Author: Vikramjit S Kanwar, MD, MBA, MRCP(UK), FAAP; Chief Editor: Robert J Arceci,
MD, PhD

Background
Several reports were published over the last century describing patients
from tropical areas with massive splenomegaly. After excluding known
causes of splenomegaly, tropical splenomegaly syndrome was defined as a
separate entity.
[1, 2, 3]
This condition was later defined as hyperreactive
malarial syndrome (HMS) using clear diagnostic criteria.
[4, 5]

Young patient with hepatomegaly and massive
splenomegaly.
Pathophysiology
HMS is prevalent in native residents of regions where malaria is endemic
and visitors to those regions. Patients with HMS have high levels of
antibody forPlasmodium falciparum, Plasmodium vivax, or Plasmodium
ovale.
[6]

Genetic factors, pregnancy, and malnutrition may play a role in the etiology
of HMS. Relative protection against HMS is observed in patients with sickle
cell trait, as it is with malaria.
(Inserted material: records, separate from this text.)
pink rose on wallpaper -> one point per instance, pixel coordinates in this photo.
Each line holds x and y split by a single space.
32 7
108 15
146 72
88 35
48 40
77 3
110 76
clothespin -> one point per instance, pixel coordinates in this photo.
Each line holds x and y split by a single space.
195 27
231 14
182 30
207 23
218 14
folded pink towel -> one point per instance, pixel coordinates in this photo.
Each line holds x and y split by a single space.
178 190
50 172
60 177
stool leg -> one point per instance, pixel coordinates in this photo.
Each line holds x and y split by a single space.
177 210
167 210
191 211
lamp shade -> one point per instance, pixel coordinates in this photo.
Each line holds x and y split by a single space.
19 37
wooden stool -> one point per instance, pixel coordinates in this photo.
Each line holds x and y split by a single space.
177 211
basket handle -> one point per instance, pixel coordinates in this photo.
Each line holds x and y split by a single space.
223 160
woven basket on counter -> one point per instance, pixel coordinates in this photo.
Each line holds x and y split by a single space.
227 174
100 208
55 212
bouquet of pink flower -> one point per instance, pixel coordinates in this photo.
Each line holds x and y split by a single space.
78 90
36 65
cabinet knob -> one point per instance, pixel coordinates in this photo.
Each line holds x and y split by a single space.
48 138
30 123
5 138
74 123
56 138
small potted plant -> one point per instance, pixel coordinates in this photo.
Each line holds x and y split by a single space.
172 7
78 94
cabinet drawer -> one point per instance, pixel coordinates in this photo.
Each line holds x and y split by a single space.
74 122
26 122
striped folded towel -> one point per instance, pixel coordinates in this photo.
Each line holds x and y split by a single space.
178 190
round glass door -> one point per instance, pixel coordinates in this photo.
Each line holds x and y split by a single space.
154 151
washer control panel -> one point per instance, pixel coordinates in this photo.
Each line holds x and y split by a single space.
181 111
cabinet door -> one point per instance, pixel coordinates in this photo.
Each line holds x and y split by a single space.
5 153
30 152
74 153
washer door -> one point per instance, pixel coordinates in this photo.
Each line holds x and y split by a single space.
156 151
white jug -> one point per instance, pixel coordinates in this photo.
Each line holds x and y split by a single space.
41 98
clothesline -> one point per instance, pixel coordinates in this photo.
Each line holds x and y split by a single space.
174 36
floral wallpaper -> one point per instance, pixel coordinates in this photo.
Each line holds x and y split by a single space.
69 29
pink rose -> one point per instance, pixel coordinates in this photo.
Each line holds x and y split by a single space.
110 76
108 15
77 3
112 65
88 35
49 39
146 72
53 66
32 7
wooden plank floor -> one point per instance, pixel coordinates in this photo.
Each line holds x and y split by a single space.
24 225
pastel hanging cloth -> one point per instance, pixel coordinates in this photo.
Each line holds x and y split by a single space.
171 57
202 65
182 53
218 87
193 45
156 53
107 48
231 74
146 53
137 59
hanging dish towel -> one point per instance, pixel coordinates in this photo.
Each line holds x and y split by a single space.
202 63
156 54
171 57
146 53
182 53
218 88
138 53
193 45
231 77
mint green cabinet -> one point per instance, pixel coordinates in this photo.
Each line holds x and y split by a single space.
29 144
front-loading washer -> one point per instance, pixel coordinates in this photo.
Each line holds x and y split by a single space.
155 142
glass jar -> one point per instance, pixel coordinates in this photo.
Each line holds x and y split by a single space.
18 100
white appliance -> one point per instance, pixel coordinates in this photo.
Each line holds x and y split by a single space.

In experimental models, animals developed a
similar syndrome after malarial infection.
Although the exact mechanism is uncertain, evidence suggests that
exposure to malaria elicits exaggerated stimulation of polyclonal B
lymphocytes, leading to excessive and partially uncontrolled production of
immunoglobulin M (IgM) as the initiating event.
[7]
IgM is polyclonal and is
not specific for any particular malarial species.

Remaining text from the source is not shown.